(Bloomberg) -- Italy’s government approved a package of measures to mitigate the impact on consumers of a spike in energy prices.

Prime Minister Mario Draghi’s administration will spend more than 3 billion euros ($3.5 billion) to offset an increase in energy bills which could have been of as much as 40% without government intervention. The new measures include cuts to VAT on energy and will apply to the last quarter of the year.
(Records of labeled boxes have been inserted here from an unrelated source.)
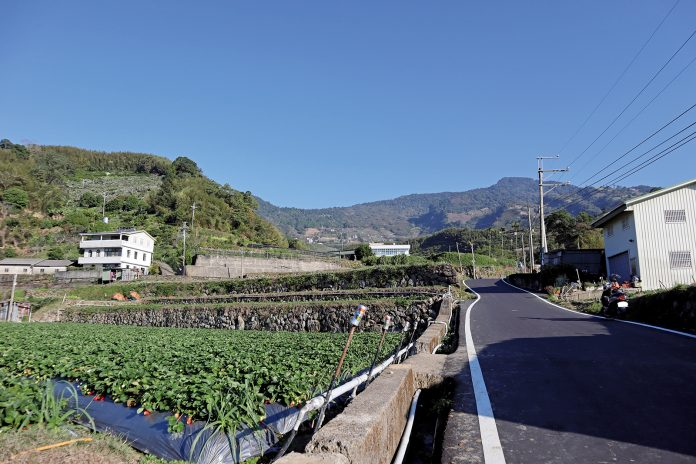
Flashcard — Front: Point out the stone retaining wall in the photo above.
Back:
[142,287,444,305]
[278,296,454,464]
[61,297,441,332]
[186,256,341,279]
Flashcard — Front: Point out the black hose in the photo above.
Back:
[271,426,299,462]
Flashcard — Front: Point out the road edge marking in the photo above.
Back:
[500,279,696,339]
[462,281,505,464]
Italy is enjoying its strongest economic rebound since the 1970s as the world emerges from the coronavirus crisis, but along with other European countries it is dealing with the impact of soaring energy and gas prices on consumers.

Addressing the business community earlier Thursday, Draghi said growth is expected to approach 6% this year and confirmed a pledge not to raise taxes. The government is due to present its new economic outlook next week.  

“We don’t know yet if the recovery is permanent,” Draghi said. The government is therefore committed to finding “immediate solutions to these problems, and designing long-term strategies to limit vulnerabilities” from energy prices on supply lines and the overall economy. 

Skyrocketing energy prices are plaguing European economies and the impact is set to worsen during the cold season. Italy is particularly vulnerable as it is relies on imports to meet over 70% of its energy needs with almost 40% coming from natural gas, according to official data. The country is the second-largest natural gas importer in Europe after Germany.